As escolas de samba de Manaus surgiram em 1973 e, no início, desfilavam pelas ruas da capital. Atualmente, existem cerca de 20 escolas entre o grupo especial, o primeiro e o segundo grupo. Isso, sem falar nas bandas, semelhantes aos blocos carnavalescos: A cada ano surge uma com um nome mais engraçado, como a Banda da B.I.C.A. (Banda Independente da Confraria do Armando), a Banda do Cuiu-Cuiu, a Banda do Mandys, entre tantas outras. Elas desfilam sempre na noite de terça-feira e encerram o carnaval.
Este ano, desfilam pelo grupo especial as seguintes escolas, que saem, em média, com 2.500 foliões: Sem Compromisso, Balaku-Blaku, Aparecida, Grande Família, Vitória Régia e Reino Unido, esta última, tricampeã do Carnaval. O lançamento antecipado do CD com os sambas de cada escola também colaborou para aumentar o interesse pelo desfile.

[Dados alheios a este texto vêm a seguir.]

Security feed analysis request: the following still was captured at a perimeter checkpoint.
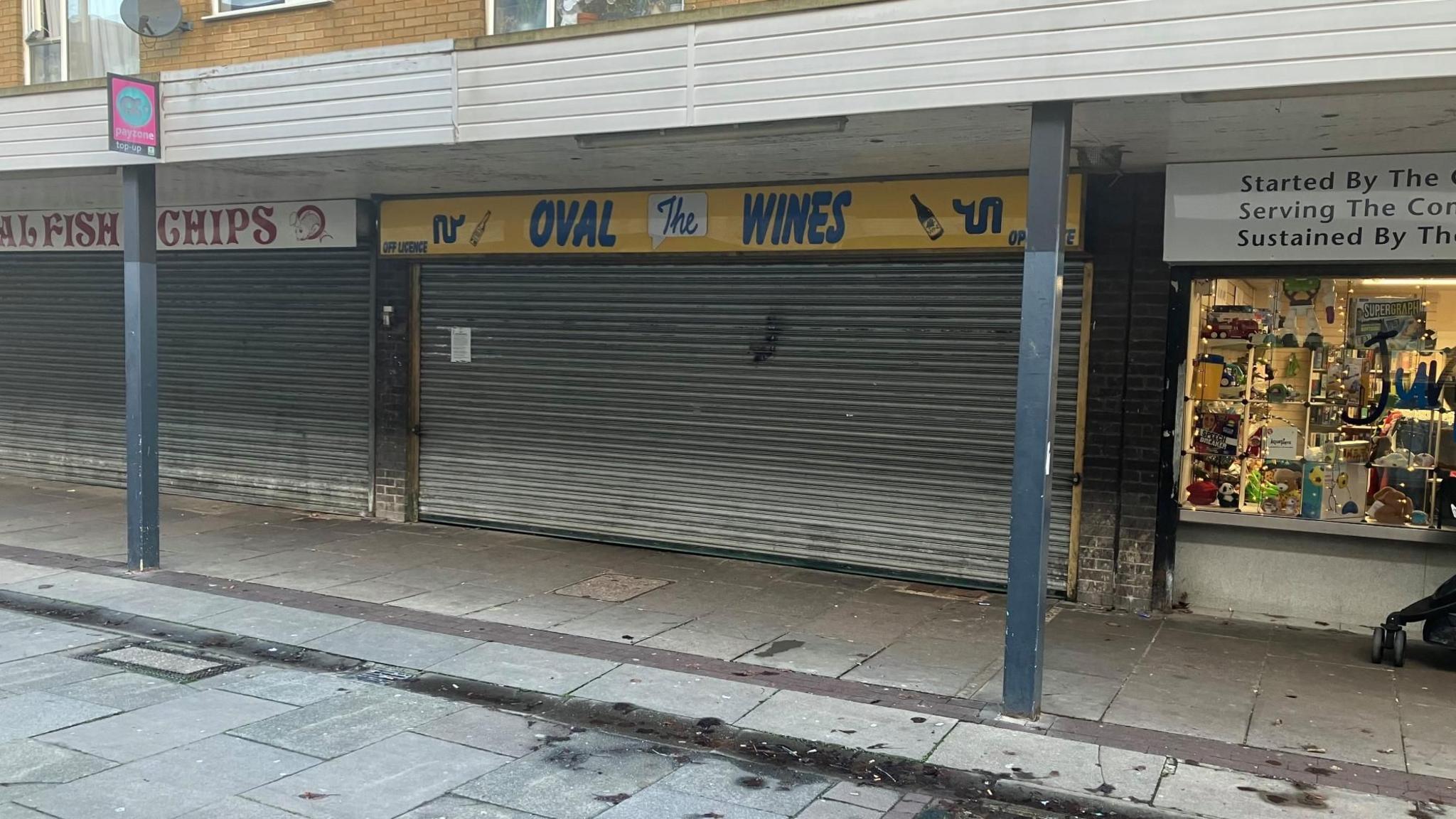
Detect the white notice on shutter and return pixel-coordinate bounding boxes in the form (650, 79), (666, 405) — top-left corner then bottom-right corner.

Boi Bumbá X CarnavalA rivalidade entre o Festival Folclórico de Parintins e o Carnaval de Manaus foi um dos motivos que proporcionaram a participação da iniciativa privada no Carnaval amazonense. Precisávamos divulgar o que tínhamos de diferente no Estado, então resolvemos dar um maior apoio ao Festival Folclórico de Parintins. Então, conseguimos patrocínio de R$ 900 mil para que a Escola de Samba Salgueiro, do Rio, usasse como enredo o Boi-Bumbá de Parintins, contou o presidente. Por causa disso, os carnavalescos daqui protestaram e também pediram apoio para investir nas escolas de samba e fazer um carnaval mais bonito que o dos anos anteriores. Então, conseguimos mais apoio das empresas e as escolas conseguiram um reforço total de R$ 1 milhão.

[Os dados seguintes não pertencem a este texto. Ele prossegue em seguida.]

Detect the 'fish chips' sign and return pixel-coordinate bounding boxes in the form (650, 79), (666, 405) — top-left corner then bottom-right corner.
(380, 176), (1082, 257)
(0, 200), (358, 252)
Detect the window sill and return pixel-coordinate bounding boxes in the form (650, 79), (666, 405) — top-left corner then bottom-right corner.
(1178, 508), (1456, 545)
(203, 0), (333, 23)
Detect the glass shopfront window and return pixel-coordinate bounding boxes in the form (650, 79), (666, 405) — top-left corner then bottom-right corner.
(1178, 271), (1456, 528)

Corrêa destaca que, apesar de Manaus possuir uma afinidade industrial muito grande com São Paulo (em função da Zona Franca), a população amazonense se espelha muito no modo de vida do carioca. Aqui a maioria da população é fiel ao Flamengo e, com certeza, este ano também vai torcer para que o Salgueiro leve o título de campeã do Carnaval no Rio, já que o tema é Parintins.
A TV Globo transmite flashes ao vivo do desfile de Manaus durante a transmissão do Carnaval de São Paulo (a transmissão completa só será feita para Manaus, com flashes do desfile de São Paulo). Os desfiles começam sempre às 21 horas (23 horas em São Paulo). Hoje, desfilam as escolas do grupo especial; amanhã, as do primeiro grupo, e na segunda, as do segundo grupo. Na terça, o Carnaval se encerra com o desfile das bandas.